The Organization has established departments that are responsible for

several important spheres of work, each headed by a member of the Executive

Committee. The departments include the Political Department, the Department

of Returnees, the Department of Culture and Information, and the Department

of Popular Organizations. Of these, the Political Department is the

largest. It directs and supervises the work of Palestinian representation

abroad, including Palestinian embassies, missions and offices. The

Political Department also represents the PLO and the State of Palestine at

international conferences, such as those of the Movement of Non-Aligned

Countries (NAM) and the Organization of the Islamic Conference (OIC). (For

the addresses of all embassies look under the Directory of Palestinian

Embassies & Missions for the addresses of all embassies).
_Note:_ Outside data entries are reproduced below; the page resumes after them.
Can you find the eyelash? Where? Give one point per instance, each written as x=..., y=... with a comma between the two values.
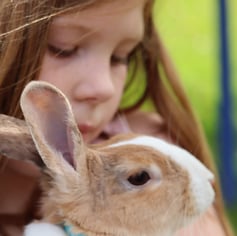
x=64, y=53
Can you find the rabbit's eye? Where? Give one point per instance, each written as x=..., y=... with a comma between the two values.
x=139, y=178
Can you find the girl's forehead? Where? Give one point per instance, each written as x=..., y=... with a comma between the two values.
x=120, y=14
x=105, y=9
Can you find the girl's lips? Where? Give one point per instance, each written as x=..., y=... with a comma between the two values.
x=85, y=128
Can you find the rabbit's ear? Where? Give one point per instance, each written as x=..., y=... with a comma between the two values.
x=53, y=127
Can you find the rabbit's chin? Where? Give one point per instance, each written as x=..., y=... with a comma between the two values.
x=41, y=228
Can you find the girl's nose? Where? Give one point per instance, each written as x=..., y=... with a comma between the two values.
x=94, y=83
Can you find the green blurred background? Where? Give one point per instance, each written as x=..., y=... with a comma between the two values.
x=190, y=30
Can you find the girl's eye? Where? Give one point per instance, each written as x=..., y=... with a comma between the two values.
x=119, y=60
x=61, y=53
x=139, y=178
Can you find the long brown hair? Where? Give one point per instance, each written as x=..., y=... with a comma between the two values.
x=23, y=39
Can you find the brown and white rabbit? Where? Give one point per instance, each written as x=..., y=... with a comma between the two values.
x=129, y=185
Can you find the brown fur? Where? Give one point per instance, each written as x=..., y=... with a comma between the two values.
x=88, y=188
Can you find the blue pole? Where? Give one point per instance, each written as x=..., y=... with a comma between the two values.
x=226, y=124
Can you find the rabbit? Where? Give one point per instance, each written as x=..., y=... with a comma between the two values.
x=128, y=185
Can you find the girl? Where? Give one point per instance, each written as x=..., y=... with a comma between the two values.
x=85, y=48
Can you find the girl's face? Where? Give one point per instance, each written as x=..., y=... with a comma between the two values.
x=87, y=59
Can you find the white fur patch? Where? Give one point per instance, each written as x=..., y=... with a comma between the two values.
x=43, y=229
x=200, y=176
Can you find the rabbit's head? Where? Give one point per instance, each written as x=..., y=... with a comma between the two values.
x=129, y=185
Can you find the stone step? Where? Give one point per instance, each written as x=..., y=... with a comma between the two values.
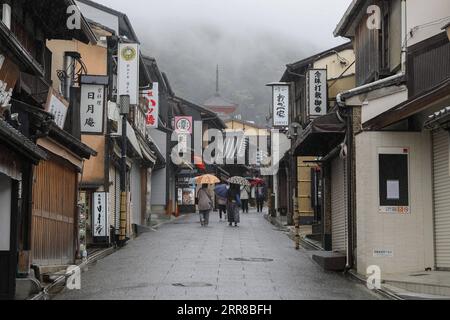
x=330, y=261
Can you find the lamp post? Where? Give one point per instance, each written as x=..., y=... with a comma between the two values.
x=124, y=104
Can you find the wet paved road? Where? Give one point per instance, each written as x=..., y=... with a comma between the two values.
x=183, y=261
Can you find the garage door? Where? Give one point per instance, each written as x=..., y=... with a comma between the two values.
x=441, y=193
x=338, y=206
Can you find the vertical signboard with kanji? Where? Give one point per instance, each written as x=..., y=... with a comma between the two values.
x=100, y=230
x=280, y=105
x=128, y=72
x=317, y=95
x=151, y=97
x=92, y=108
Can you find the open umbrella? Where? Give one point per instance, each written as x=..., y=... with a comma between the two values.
x=257, y=181
x=239, y=180
x=221, y=190
x=207, y=179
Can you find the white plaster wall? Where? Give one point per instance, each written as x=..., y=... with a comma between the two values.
x=420, y=12
x=409, y=236
x=333, y=65
x=376, y=106
x=5, y=212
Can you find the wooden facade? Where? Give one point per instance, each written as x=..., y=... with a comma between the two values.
x=54, y=213
x=432, y=52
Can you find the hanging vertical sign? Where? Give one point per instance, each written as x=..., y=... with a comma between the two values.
x=100, y=225
x=128, y=72
x=317, y=95
x=92, y=108
x=280, y=105
x=57, y=106
x=151, y=97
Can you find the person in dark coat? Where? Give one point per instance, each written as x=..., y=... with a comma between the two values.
x=233, y=204
x=260, y=197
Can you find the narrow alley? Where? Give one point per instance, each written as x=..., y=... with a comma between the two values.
x=183, y=261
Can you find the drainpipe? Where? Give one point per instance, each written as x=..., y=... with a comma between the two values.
x=349, y=156
x=404, y=35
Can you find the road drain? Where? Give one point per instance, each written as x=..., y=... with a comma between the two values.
x=192, y=284
x=252, y=259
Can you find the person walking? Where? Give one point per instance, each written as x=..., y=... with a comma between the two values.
x=260, y=197
x=233, y=204
x=245, y=198
x=204, y=205
x=222, y=204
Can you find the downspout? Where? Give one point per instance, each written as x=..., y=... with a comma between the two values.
x=348, y=154
x=404, y=35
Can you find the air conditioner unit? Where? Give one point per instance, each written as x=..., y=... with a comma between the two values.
x=6, y=15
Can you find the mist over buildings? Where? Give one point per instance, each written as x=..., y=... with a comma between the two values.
x=250, y=40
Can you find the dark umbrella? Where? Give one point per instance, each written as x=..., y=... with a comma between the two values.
x=221, y=190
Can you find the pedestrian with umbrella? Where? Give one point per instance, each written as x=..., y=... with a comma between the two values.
x=221, y=192
x=204, y=198
x=234, y=199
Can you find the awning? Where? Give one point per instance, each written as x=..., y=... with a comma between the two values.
x=321, y=136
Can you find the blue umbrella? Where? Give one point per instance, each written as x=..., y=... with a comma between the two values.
x=221, y=190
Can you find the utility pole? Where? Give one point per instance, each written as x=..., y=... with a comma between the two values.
x=124, y=103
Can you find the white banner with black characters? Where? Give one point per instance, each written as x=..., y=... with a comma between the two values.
x=92, y=108
x=128, y=72
x=317, y=92
x=280, y=105
x=100, y=215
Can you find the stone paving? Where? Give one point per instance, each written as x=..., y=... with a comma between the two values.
x=183, y=261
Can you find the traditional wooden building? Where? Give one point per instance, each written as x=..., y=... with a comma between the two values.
x=34, y=120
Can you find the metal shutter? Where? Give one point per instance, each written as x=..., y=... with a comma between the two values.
x=136, y=193
x=117, y=202
x=441, y=191
x=338, y=205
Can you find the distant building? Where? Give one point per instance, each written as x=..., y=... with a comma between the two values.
x=219, y=105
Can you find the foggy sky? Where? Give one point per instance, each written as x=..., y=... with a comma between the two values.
x=251, y=40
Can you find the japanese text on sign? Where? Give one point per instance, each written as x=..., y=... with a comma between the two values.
x=92, y=108
x=281, y=105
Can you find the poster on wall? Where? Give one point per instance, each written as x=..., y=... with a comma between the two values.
x=183, y=125
x=57, y=106
x=128, y=72
x=151, y=97
x=100, y=229
x=92, y=108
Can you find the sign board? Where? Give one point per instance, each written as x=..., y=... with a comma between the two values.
x=57, y=106
x=383, y=253
x=151, y=97
x=317, y=92
x=92, y=108
x=183, y=125
x=280, y=105
x=128, y=72
x=100, y=223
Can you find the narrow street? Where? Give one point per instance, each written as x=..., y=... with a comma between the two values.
x=182, y=261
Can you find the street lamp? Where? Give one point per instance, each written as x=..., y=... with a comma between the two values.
x=124, y=104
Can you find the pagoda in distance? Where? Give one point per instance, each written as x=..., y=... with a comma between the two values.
x=219, y=105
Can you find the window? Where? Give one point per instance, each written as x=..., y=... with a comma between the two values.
x=394, y=180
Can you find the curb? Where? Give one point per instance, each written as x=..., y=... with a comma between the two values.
x=156, y=226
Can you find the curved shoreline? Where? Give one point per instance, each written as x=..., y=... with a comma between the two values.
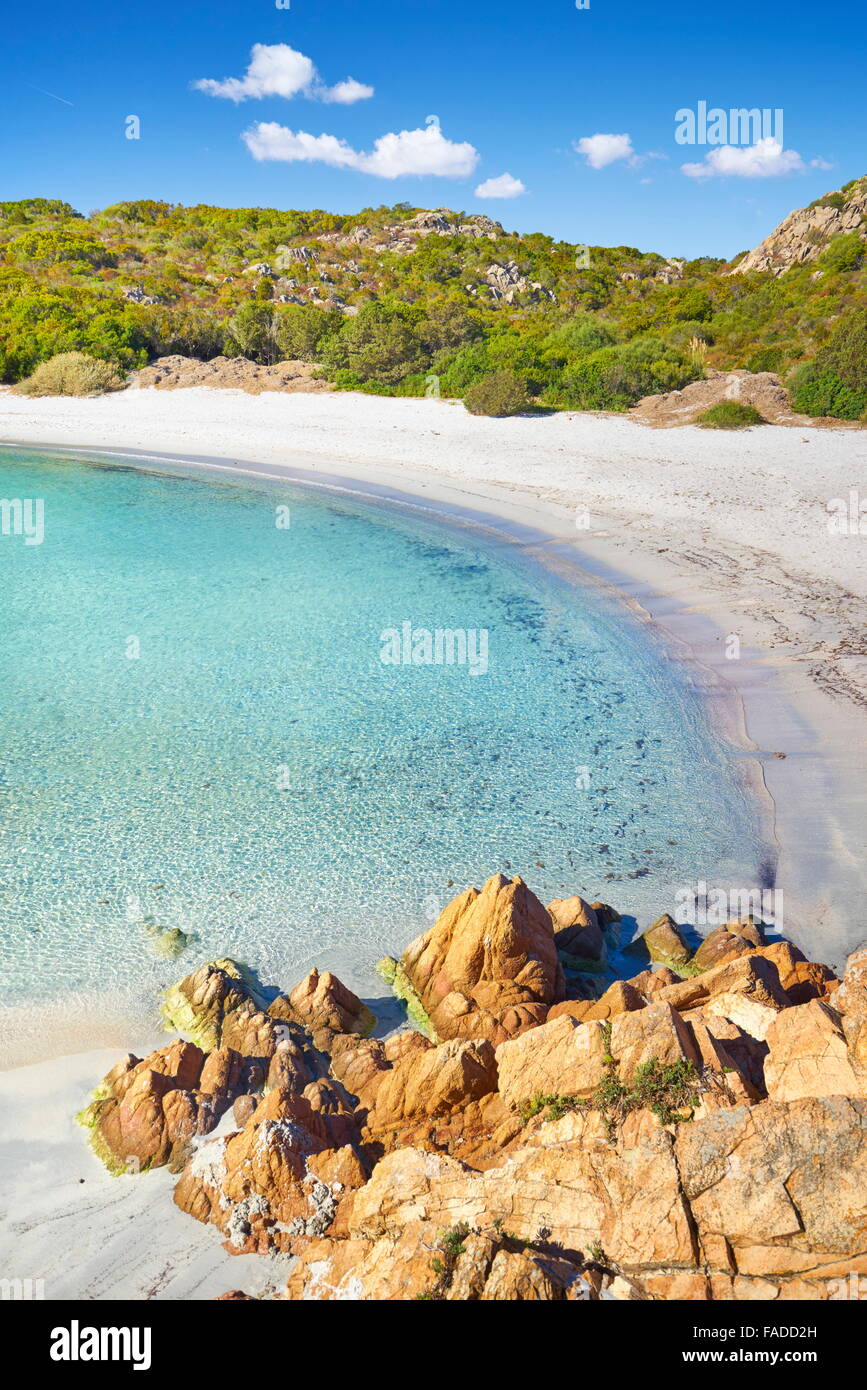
x=549, y=542
x=764, y=705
VII. Palestinian Institutions

The institutions of the PLO have achieved significant accomplishments

through the myriad of social, economic and health services that they

provide to Palestinian communities. Among the most important of these

institutions are the following:

• Palestine Red Crescent Society (PRCS): Established in 1968 in Jordan,

the PRCS provides medical and health care to the Palestinian people. The

PRCS started out with only several small clinics and grew into a

substantial medical network with hospitals and medical centers throughout

the region.

• Palestinian Martyrs Works Society (SAMED): SAMED provided, throughout

an important period, the economic infrastructure of the Palestinian

community. It had been established in 1970 originally to provide vocational

training to the children of Palestinian martyrs.

• Sons of Martyrs: This organization owns several important facilities

in the region that take care of the children of Palestinian martyrs.